While the internal Microsoft e-mails revealed in the case have garnered headlines — showing internal conflict over Vista marketing and hardware requirements, and the tricky balance Microsoft tried to strike among its PC industry partners — the company’s lawyers argue today that the plaintiffs’ have failed to offer evidence that Microsoft violated the Consumer Protection Acts of Washington or other states.
Update, Friday morning: See this story from today’s paper for more details.
The deadline for discovery in the case passed Nov. 14 and Microsoft is now arguing that the plaintiffs have provided all the evidence they’re going to, but still haven’t addressed important parts of the legal theory behind their claim against the company.
When U.S. District Court Judge Marsha Pechman certified the class in February, she put limits on the scope of the class and the legal theory on which plaintiffs could make their claim against Microsoft.
Microsoft, in its motion today, noted one of those limits was claims that depend on “a deception based theory of causation.” Instead, Pechman allowed the plaintiffs to pursue a “price inflation” theory — the idea that class members who bought a PC marked Vista Capable — but could only upgrade to Windows Vista Home Basic — were damaged by paying a higher price than they otherwise would have.
Microsoft’s lawyers note:
“The Court identified two common issues: (1) ‘whether [Windows] Vista Home Basic, in truth, can fairly be called “[Windows] Vista”‘ and (2) ‘whether Microsoft’s Windows Vista Capable marketing campaign inflated demand market-wide for “Windows Vista Capable PCs”‘ and thereby increased prices. …

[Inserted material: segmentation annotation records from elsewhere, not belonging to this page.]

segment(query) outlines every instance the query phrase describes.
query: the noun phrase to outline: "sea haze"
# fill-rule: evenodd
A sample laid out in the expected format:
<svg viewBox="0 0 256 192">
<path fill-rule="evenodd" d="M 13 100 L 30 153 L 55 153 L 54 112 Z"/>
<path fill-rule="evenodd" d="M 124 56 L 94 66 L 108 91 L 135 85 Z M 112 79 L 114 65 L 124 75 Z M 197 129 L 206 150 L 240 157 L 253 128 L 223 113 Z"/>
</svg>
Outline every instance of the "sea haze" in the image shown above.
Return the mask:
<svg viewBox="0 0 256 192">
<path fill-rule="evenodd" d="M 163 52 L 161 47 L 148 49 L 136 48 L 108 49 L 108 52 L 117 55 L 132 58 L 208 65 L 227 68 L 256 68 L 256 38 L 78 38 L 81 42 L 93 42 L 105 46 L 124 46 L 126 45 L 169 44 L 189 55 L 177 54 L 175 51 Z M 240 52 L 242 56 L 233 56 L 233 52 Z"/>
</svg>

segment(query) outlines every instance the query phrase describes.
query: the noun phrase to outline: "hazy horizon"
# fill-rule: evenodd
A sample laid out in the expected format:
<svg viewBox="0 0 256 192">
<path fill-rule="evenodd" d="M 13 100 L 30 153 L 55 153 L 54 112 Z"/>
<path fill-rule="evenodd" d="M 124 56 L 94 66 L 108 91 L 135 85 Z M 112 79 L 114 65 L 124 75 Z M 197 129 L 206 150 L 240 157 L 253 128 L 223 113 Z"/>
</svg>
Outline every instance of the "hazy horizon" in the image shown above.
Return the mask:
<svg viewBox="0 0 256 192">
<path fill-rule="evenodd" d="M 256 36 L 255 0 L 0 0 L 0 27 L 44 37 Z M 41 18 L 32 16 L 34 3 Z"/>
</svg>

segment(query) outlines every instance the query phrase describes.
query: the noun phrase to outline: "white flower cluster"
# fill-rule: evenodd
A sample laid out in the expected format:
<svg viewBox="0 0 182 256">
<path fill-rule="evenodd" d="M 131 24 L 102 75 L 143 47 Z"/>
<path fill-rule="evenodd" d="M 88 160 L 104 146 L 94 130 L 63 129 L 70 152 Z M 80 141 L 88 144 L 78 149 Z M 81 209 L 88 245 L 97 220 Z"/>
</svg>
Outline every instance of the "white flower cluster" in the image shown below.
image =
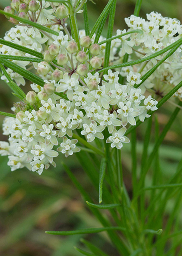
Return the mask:
<svg viewBox="0 0 182 256">
<path fill-rule="evenodd" d="M 55 6 L 44 1 L 41 3 L 42 11 L 38 17 L 41 20 L 38 19 L 37 22 L 42 24 L 48 24 L 50 20 L 55 22 L 55 14 L 60 16 L 65 7 L 61 4 Z M 46 9 L 49 7 L 46 5 L 54 8 Z M 39 11 L 36 12 L 39 15 Z M 182 26 L 179 21 L 163 18 L 154 12 L 148 15 L 146 21 L 131 15 L 125 19 L 128 30 L 118 30 L 117 35 L 136 29 L 142 32 L 112 41 L 110 64 L 121 63 L 126 53 L 136 54 L 130 55 L 129 60 L 136 57 L 141 58 L 181 37 Z M 35 28 L 17 25 L 5 37 L 6 40 L 34 49 L 44 56 L 44 61 L 38 63 L 12 61 L 24 68 L 35 70 L 44 82 L 43 87 L 32 84 L 32 90 L 27 93 L 26 100 L 14 105 L 16 118 L 4 119 L 3 134 L 9 139 L 8 143 L 0 142 L 0 154 L 8 155 L 8 165 L 12 171 L 26 166 L 40 174 L 50 164 L 55 166 L 53 159 L 58 154 L 54 148 L 56 146 L 57 151 L 66 157 L 79 151 L 79 146 L 76 145 L 78 141 L 73 139 L 73 133 L 78 129 L 88 143 L 96 137 L 104 139 L 112 148 L 121 149 L 123 143 L 129 142 L 125 136 L 128 124 L 135 125 L 137 118 L 143 122 L 150 116 L 148 110 L 157 109 L 157 101 L 150 94 L 144 95 L 146 90 L 151 92 L 153 88 L 154 97 L 155 92 L 157 96 L 163 96 L 177 84 L 182 76 L 179 68 L 182 57 L 179 48 L 138 88 L 135 85 L 139 85 L 142 76 L 164 55 L 121 70 L 109 70 L 102 76 L 97 71 L 103 65 L 105 44 L 94 43 L 95 35 L 90 38 L 81 30 L 80 48 L 68 32 L 64 19 L 57 18 L 57 23 L 51 26 L 59 32 L 57 36 L 48 37 Z M 105 39 L 100 37 L 99 42 Z M 3 45 L 0 45 L 0 51 L 8 55 L 31 56 Z M 9 69 L 6 70 L 17 84 L 25 84 L 21 76 Z M 121 75 L 126 78 L 123 84 L 119 81 Z M 1 78 L 6 79 L 4 76 Z M 179 98 L 182 97 L 180 90 L 175 94 Z M 105 129 L 108 131 L 106 138 L 103 135 Z"/>
</svg>

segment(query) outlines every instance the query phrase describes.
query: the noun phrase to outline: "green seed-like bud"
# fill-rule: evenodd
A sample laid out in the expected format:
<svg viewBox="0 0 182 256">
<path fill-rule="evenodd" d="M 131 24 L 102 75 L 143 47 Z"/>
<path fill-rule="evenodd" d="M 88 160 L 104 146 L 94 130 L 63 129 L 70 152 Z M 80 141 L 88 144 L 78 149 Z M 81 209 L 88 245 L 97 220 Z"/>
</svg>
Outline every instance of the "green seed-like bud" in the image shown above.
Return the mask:
<svg viewBox="0 0 182 256">
<path fill-rule="evenodd" d="M 9 18 L 9 20 L 13 24 L 14 24 L 14 25 L 17 25 L 19 23 L 18 20 L 17 20 L 16 19 L 14 19 L 14 18 L 11 18 L 11 17 Z"/>
<path fill-rule="evenodd" d="M 35 12 L 39 9 L 39 3 L 35 0 L 31 0 L 28 4 L 28 9 L 31 12 Z"/>
<path fill-rule="evenodd" d="M 48 95 L 44 91 L 41 91 L 37 94 L 37 97 L 40 100 L 43 99 L 47 100 L 48 99 Z"/>
<path fill-rule="evenodd" d="M 62 70 L 56 69 L 52 74 L 52 77 L 53 80 L 56 81 L 58 81 L 63 77 L 63 73 Z"/>
<path fill-rule="evenodd" d="M 28 92 L 26 95 L 26 100 L 30 104 L 34 104 L 37 101 L 37 93 L 33 91 Z"/>
<path fill-rule="evenodd" d="M 78 50 L 77 43 L 74 41 L 71 41 L 69 43 L 66 49 L 71 53 L 76 52 Z"/>
<path fill-rule="evenodd" d="M 87 87 L 90 90 L 96 90 L 98 89 L 98 83 L 94 79 L 92 79 L 87 84 Z"/>
<path fill-rule="evenodd" d="M 88 69 L 86 65 L 81 64 L 78 66 L 77 73 L 80 76 L 85 76 L 88 73 Z"/>
<path fill-rule="evenodd" d="M 6 6 L 4 9 L 4 12 L 8 12 L 8 13 L 10 13 L 10 14 L 14 14 L 14 10 L 13 9 L 12 7 L 11 6 Z M 9 19 L 9 17 L 7 15 L 5 15 L 7 19 Z"/>
<path fill-rule="evenodd" d="M 37 111 L 36 114 L 39 121 L 45 120 L 48 116 L 48 114 L 46 112 L 44 112 L 41 110 L 38 110 Z"/>
<path fill-rule="evenodd" d="M 37 70 L 38 74 L 46 76 L 49 71 L 49 65 L 46 61 L 41 61 L 38 64 Z"/>
<path fill-rule="evenodd" d="M 28 7 L 25 3 L 21 3 L 19 6 L 19 12 L 28 12 Z"/>
<path fill-rule="evenodd" d="M 11 5 L 14 10 L 18 11 L 19 9 L 19 6 L 21 3 L 20 0 L 12 0 Z"/>
<path fill-rule="evenodd" d="M 51 61 L 53 59 L 52 55 L 51 55 L 49 51 L 46 50 L 44 52 L 44 59 L 46 61 Z"/>
<path fill-rule="evenodd" d="M 90 37 L 88 36 L 88 35 L 82 36 L 80 38 L 81 46 L 82 46 L 83 47 L 88 47 L 91 44 L 91 39 Z"/>
<path fill-rule="evenodd" d="M 80 62 L 84 62 L 87 60 L 88 57 L 86 52 L 80 51 L 77 54 L 76 58 Z"/>
<path fill-rule="evenodd" d="M 58 18 L 63 19 L 68 15 L 68 9 L 65 6 L 60 6 L 56 11 L 56 14 Z"/>
<path fill-rule="evenodd" d="M 57 63 L 59 65 L 63 66 L 68 62 L 68 56 L 65 54 L 61 53 L 57 56 Z"/>
<path fill-rule="evenodd" d="M 55 86 L 51 83 L 45 84 L 44 85 L 44 90 L 48 95 L 51 95 L 55 92 Z"/>
<path fill-rule="evenodd" d="M 60 50 L 60 47 L 54 44 L 51 44 L 49 45 L 48 49 L 51 55 L 56 55 L 56 54 L 57 54 Z"/>
<path fill-rule="evenodd" d="M 23 18 L 23 19 L 25 19 L 26 20 L 28 20 L 28 17 L 27 14 L 26 12 L 22 12 L 18 15 L 18 17 L 20 18 Z"/>
<path fill-rule="evenodd" d="M 99 68 L 102 65 L 102 59 L 95 56 L 90 61 L 90 63 L 94 68 Z"/>
<path fill-rule="evenodd" d="M 16 115 L 16 118 L 17 118 L 21 122 L 23 122 L 23 118 L 26 117 L 26 116 L 25 113 L 25 112 L 23 111 L 20 111 L 17 113 Z"/>
<path fill-rule="evenodd" d="M 98 55 L 100 51 L 100 46 L 98 44 L 94 44 L 90 47 L 90 52 L 92 55 Z"/>
</svg>

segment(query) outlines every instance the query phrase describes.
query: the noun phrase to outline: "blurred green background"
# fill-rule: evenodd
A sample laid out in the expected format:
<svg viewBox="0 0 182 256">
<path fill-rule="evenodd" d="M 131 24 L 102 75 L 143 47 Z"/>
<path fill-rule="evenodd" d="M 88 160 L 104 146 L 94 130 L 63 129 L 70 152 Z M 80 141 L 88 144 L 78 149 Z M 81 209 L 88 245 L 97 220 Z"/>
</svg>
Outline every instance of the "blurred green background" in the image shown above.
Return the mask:
<svg viewBox="0 0 182 256">
<path fill-rule="evenodd" d="M 95 0 L 97 5 L 88 1 L 88 12 L 91 26 L 94 24 L 107 0 Z M 9 4 L 10 1 L 0 0 L 3 9 Z M 124 18 L 133 13 L 135 0 L 118 0 L 114 30 L 126 28 Z M 182 21 L 181 0 L 143 0 L 140 15 L 144 17 L 146 13 L 155 11 L 164 16 L 176 17 Z M 82 15 L 78 15 L 80 28 L 83 28 Z M 0 37 L 12 24 L 3 16 L 0 16 Z M 107 32 L 105 27 L 104 35 Z M 29 85 L 24 87 L 26 91 Z M 9 112 L 13 103 L 17 100 L 9 87 L 0 81 L 0 109 Z M 158 116 L 160 128 L 166 123 L 174 107 L 165 104 Z M 177 119 L 165 139 L 160 151 L 161 161 L 161 180 L 165 183 L 175 172 L 178 161 L 181 158 L 182 139 L 181 111 Z M 0 116 L 1 124 L 3 117 Z M 143 124 L 137 129 L 137 153 L 141 155 Z M 7 137 L 0 135 L 0 140 Z M 151 148 L 152 144 L 150 145 Z M 122 149 L 124 180 L 127 189 L 131 194 L 130 172 L 130 145 L 125 145 Z M 39 176 L 26 169 L 13 172 L 7 166 L 7 157 L 0 157 L 0 255 L 1 256 L 73 256 L 80 254 L 73 248 L 80 245 L 80 236 L 65 237 L 51 236 L 45 233 L 46 230 L 69 230 L 87 227 L 100 227 L 100 224 L 85 206 L 79 193 L 65 173 L 61 164 L 64 160 L 72 170 L 83 186 L 86 188 L 94 198 L 97 195 L 89 180 L 78 163 L 76 158 L 68 159 L 61 157 L 57 158 L 57 167 L 44 171 Z M 152 173 L 151 172 L 151 176 Z M 150 176 L 148 177 L 150 182 Z M 96 201 L 97 203 L 97 201 Z M 171 205 L 172 205 L 172 204 Z M 170 212 L 169 207 L 166 216 Z M 82 236 L 93 241 L 110 255 L 115 255 L 114 249 L 104 233 L 100 235 Z"/>
</svg>

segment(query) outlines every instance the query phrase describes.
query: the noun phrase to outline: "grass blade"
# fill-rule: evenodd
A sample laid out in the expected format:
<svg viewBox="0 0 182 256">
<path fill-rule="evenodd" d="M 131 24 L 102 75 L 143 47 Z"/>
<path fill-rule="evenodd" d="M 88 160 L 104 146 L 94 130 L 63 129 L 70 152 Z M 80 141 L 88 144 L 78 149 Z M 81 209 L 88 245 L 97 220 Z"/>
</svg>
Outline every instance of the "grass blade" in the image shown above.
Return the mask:
<svg viewBox="0 0 182 256">
<path fill-rule="evenodd" d="M 100 163 L 100 170 L 99 172 L 99 202 L 101 204 L 102 201 L 102 186 L 104 176 L 105 176 L 105 169 L 106 168 L 106 160 L 105 157 L 102 159 Z"/>
<path fill-rule="evenodd" d="M 90 203 L 90 202 L 88 202 L 88 201 L 86 201 L 86 203 L 87 204 L 90 206 L 91 207 L 93 207 L 94 208 L 97 208 L 98 209 L 113 209 L 114 208 L 116 208 L 116 207 L 118 207 L 119 206 L 121 206 L 121 204 L 92 204 L 92 203 Z"/>
</svg>

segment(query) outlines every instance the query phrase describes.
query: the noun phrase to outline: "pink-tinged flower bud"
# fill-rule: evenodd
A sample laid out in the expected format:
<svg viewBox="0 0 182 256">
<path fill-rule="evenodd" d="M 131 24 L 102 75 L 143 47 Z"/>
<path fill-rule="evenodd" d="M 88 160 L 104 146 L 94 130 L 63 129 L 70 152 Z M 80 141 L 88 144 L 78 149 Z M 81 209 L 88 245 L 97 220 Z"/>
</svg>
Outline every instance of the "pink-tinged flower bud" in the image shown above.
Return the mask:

“The discovery cutoff has passed. Because it is clear that Plaintiffs cannot prove any element of their ‘price inflation’ theory, Microsoft moves for summary judgment.”
Microsoft points out that Basic “has nearly all of the same computer code as the rest of the Windows Vista family,” and it “never publicly defined Windows Vista in a way that would exclude” Basic.
More added, 4:45 p.m.:
Microsoft argues that “Plaintiffs have no evidence that the Windows Vista Capable program caused an artificial increase in the demand for or prices of Windows Vista Capable PCs that were not ‘Premium Ready.'”
Microsoft points to the work of an economist plaintiffs hired as an expert witness to develop a price inflation theory, who “cannot quantify any increase in demand or PC prices.”